Minggu, 18 Maret 2012

Diklat Mental Kedisiplinan (Part III)

RAFLING DAN MELUNCUR
Hari itu hari jum'at tanggal 9 Maret 2012. Acara hari itu adalah kegiatan melawan rasa takut akan ketinggian. Semua peserta digiring menuju lokasi pelatihan yaitu sebuah lapangan berrumput dengan sebuah wall climbing ketinggian sekitar 7 meter kali yah kurang tau persis. Tantangan yang harus dihadapi ada dua yaitu turun rafling dari atas ke bawah dengan menapaki dinding tower dan yang kedua yaitu meluncur menurun seperti flying fox. Masing-masing peserta wajib melakukan kedua tantangan tersebut tidak terkecuali. Dimulai dengan pleton 1 yang satu persatu mencoba kemudian diikuti pleton 2 dan pleton 3. Sebelum mulai, peserta diminta melepaskan beberapa perlengkapan seperti topi, kartu nama dan juga kopel (sejenis ikat pinggang lebar). Peserta yang akan naik ke atas tower harus menggunakan perlengkapan dulu yaitu untuk rafling berupa tali yang diikatkan di bagian pinggang dan paha, kemudian besi pengunci, besi berbentuk angka 8, dan sarung tangan.
Rafling adalah tantangan menuruni wall dari atas. Selama peserta naik menuju puncak tower, diwajibkan sambil berteriak "Pegadaian" untuk menandakan bahwa ada peserta yang sedang naik ke atas. Kondisi tower ini sudah sangat rapuh. Sempat deg-degan juga takut tiba-tiba kayu yang dipijak runtuh. Oleh sebab itu naiknya harus satu-satu. Saat melakukan rafling peserta menggunakan pengaman kemudian membelakangi arena bawah, dengan berjalan mundur mengarah ke bawah dan menjejakkan kakinya di dinding kayu. Cukup menyeramkan juga kalau kita melihat ke bawah, tapi sangat seru kalau kita sudah tau tekniknya. Tangan kiri kita memegang tali di bagian atas dan tangan kanan memegang tali ke bagian bawah agak belakang tubuh kita. Secara perlahan-lahan genggaman tali kita longgarkan agar kita bisa turun. Setelah sampai ke bawah kita melapor pada pelatih bahwa kita telah selesai melakukan rafling.
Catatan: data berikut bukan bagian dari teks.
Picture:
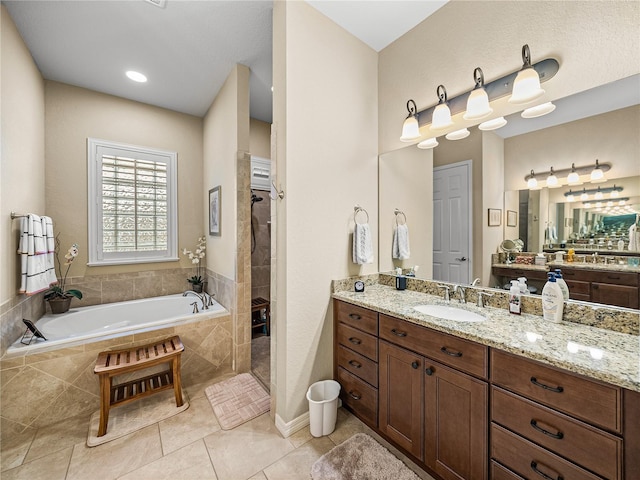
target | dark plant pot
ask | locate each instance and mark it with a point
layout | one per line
(60, 305)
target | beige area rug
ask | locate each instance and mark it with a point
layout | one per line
(238, 400)
(135, 416)
(360, 458)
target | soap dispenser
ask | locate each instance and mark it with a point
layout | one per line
(552, 300)
(514, 298)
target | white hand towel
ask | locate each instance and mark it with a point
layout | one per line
(401, 242)
(362, 244)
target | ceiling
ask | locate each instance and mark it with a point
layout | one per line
(185, 48)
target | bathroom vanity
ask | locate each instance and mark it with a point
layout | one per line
(504, 398)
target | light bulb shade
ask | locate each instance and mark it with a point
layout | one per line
(477, 105)
(526, 87)
(493, 124)
(410, 130)
(538, 110)
(441, 117)
(428, 143)
(458, 134)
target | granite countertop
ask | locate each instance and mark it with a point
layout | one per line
(597, 353)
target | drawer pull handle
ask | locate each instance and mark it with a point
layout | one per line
(453, 354)
(557, 436)
(534, 380)
(355, 364)
(534, 467)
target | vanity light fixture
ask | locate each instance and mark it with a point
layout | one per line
(573, 178)
(441, 115)
(458, 134)
(478, 101)
(597, 174)
(538, 110)
(428, 143)
(526, 87)
(552, 180)
(492, 124)
(410, 129)
(136, 76)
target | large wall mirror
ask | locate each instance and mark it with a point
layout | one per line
(601, 123)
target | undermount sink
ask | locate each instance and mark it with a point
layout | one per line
(449, 313)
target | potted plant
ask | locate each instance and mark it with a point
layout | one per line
(58, 296)
(196, 281)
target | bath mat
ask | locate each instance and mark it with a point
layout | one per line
(135, 416)
(237, 400)
(360, 458)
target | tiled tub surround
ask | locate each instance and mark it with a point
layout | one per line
(598, 353)
(43, 388)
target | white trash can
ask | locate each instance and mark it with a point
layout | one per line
(323, 407)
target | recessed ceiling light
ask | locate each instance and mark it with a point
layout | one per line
(136, 76)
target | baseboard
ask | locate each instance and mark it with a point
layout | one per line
(289, 428)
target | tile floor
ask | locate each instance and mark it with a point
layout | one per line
(187, 446)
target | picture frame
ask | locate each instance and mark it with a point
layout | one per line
(495, 217)
(215, 210)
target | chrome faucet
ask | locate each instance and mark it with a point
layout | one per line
(481, 296)
(463, 293)
(203, 298)
(446, 292)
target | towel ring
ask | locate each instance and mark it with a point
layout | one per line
(397, 213)
(357, 209)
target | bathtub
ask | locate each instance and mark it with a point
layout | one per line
(84, 325)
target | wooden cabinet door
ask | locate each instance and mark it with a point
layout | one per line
(619, 295)
(456, 419)
(400, 397)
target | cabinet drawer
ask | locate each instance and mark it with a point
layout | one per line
(588, 400)
(358, 341)
(359, 396)
(583, 444)
(453, 351)
(358, 317)
(359, 365)
(530, 460)
(498, 472)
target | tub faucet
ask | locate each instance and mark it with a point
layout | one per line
(205, 305)
(463, 293)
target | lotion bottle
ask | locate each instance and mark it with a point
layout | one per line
(552, 300)
(514, 298)
(562, 284)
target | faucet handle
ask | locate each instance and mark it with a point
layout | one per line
(481, 296)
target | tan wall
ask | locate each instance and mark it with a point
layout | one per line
(329, 146)
(22, 154)
(260, 142)
(611, 137)
(72, 115)
(595, 43)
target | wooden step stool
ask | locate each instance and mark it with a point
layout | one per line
(117, 362)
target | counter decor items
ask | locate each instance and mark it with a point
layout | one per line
(58, 296)
(196, 281)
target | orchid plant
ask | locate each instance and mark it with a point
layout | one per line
(195, 258)
(58, 290)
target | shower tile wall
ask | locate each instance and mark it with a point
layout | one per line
(261, 256)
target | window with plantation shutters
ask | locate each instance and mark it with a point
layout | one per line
(132, 204)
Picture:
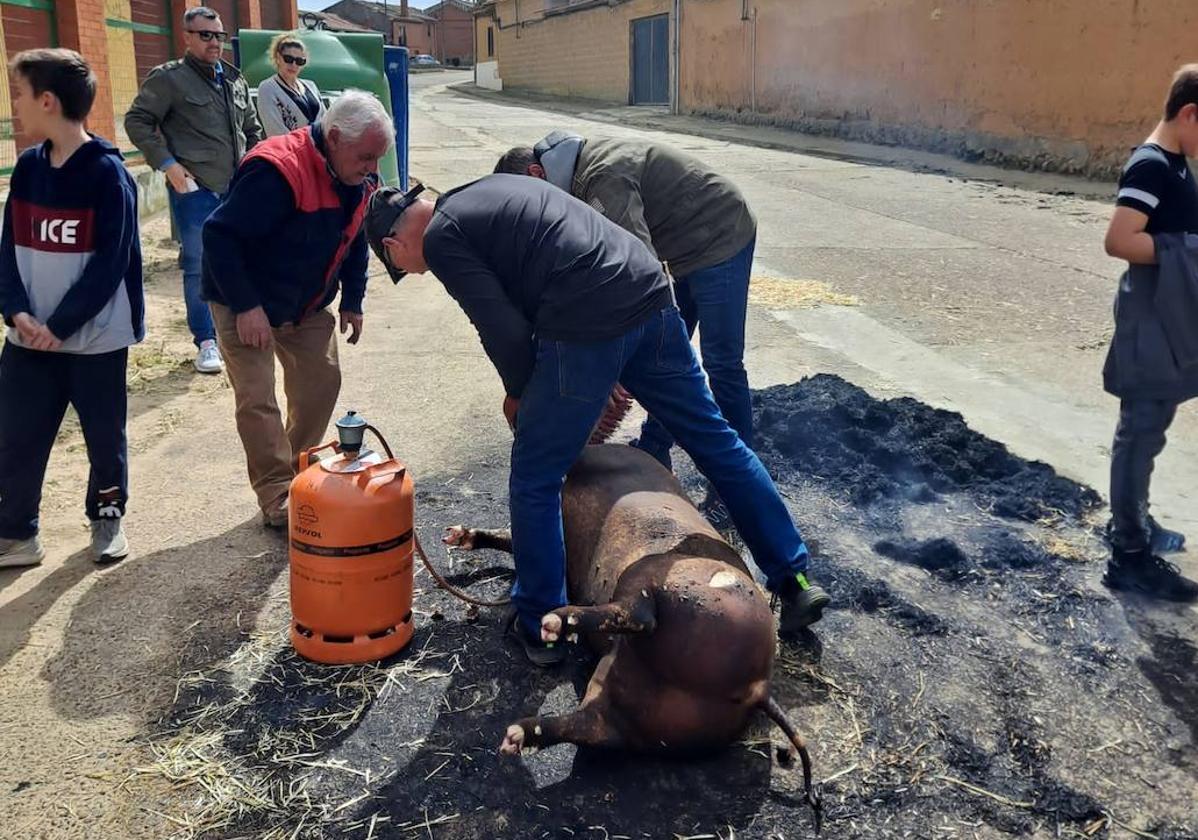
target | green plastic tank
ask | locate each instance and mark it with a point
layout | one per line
(337, 61)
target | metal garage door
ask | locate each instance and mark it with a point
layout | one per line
(651, 61)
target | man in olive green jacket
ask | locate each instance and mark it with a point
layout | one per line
(193, 120)
(696, 222)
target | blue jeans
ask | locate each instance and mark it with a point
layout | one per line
(561, 404)
(192, 210)
(715, 300)
(35, 391)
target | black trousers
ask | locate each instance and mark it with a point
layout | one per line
(1139, 439)
(35, 391)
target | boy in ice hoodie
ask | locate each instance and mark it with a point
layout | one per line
(71, 292)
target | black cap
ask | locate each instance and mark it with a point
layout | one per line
(386, 206)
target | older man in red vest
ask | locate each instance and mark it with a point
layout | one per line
(285, 240)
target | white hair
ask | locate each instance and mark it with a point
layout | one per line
(354, 114)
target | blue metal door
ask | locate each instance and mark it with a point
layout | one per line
(651, 61)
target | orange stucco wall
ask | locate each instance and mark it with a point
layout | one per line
(579, 54)
(1063, 84)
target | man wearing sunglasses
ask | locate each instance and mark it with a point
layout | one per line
(193, 121)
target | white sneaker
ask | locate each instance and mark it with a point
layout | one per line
(17, 553)
(108, 542)
(207, 360)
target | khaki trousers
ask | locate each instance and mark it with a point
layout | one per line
(312, 381)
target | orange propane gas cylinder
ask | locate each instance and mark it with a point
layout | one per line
(351, 519)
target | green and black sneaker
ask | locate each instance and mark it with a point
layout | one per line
(803, 604)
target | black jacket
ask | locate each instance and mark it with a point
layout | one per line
(528, 261)
(1154, 352)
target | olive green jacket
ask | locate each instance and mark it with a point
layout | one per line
(180, 114)
(690, 216)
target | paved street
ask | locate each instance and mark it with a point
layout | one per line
(990, 300)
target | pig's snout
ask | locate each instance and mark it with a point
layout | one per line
(551, 627)
(459, 537)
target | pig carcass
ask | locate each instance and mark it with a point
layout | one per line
(687, 636)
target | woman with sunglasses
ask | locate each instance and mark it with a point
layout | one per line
(286, 102)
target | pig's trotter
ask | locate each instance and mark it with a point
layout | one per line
(775, 713)
(587, 726)
(635, 616)
(472, 539)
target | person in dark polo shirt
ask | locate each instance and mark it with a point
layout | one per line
(567, 304)
(1157, 197)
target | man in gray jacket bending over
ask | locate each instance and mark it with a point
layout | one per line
(697, 223)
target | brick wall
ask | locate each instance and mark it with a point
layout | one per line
(1068, 84)
(581, 54)
(249, 14)
(82, 28)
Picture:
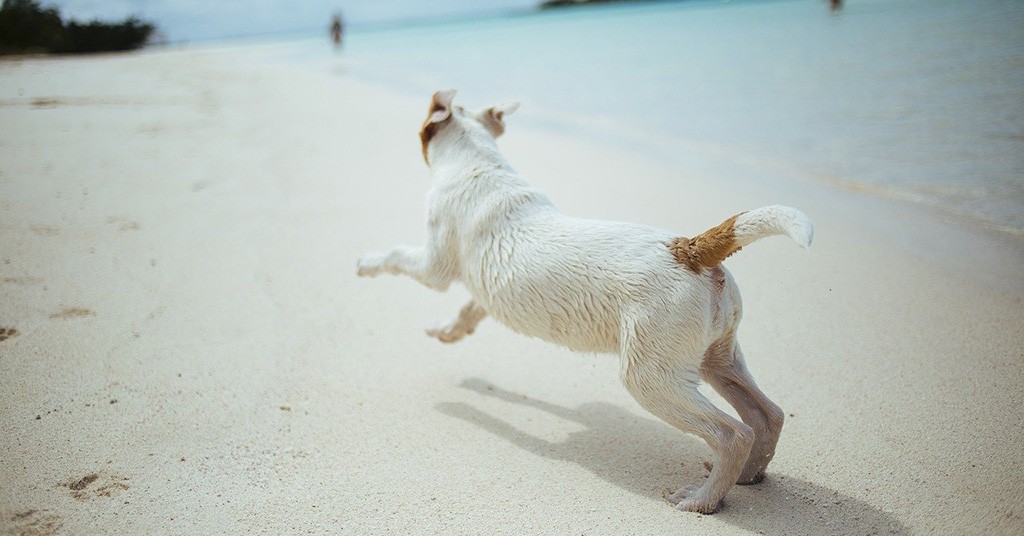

Tantangan yang kedua yaitu meluncur. Perlengkapan masih menggunakan tali pengikat di pinggang dan paha serta sarung tangan. Kemudian membawa tambang besar dan tali sling. Meluncur hampir sama dengan flying fox hanya saja jaraknya lebih pendek sehingga agak curam. Meluncur lebih mudah dan tidak terlalu menyeramkan dibanding rafling. Tali sling diikatkan ke tali pengaman pada tali peluncuran kemudian tambang besar sebagai pegangan kita ketika meluncur. Meluncur lebih seru dan muncul rasa ingin lagi. Apalagi saat meluncur sambil berteriak "Pegadaian" serasa lepas sekali. Selesai meluncur pun kami harus melapor kepada pelatih bahwa telah melakukan tantangan meluncur. Sebagian besar peserta cukup berani untuk melakukan kedua permainan tersebut. Namun ada juga beberapa yang tidak berani. Ada yang berani rafling tapi tidak berani meluncur. Ada juga yang tidak berani keduanya, padahal sudah berada di atas dan siap turun. Bahkan ada juga yang sebelum naik sudah menangis. Dibujuk untuk ditemani pun tetap tidak berani.
Kegiatan rafling dan meluncur ini sempat terpotong waktu sholat Jum'at. Para pria pergi sholat jum'at dan yang wanita menunggu di barak. Ketika telah selesai, kegiatan pun dilanjutkan sampai seluruh peserta mencoba.
Setelah acara selesai peserta juga sempat dimarah-marahi pelatih. Disuruh membentuk barisan dalam waktu 5 detik. Kemudian berebut mengambil perlengkapan (topi, kartu nama, kopel) dan membentuk barisan lagi. Jika masih berantakan kami disuruh tiarap dan push up. Terkadang heran juga para pelatih mencari-cari kesalahan kami untuk menghukum kami dan sering sedikit memaksa. Melelahkan.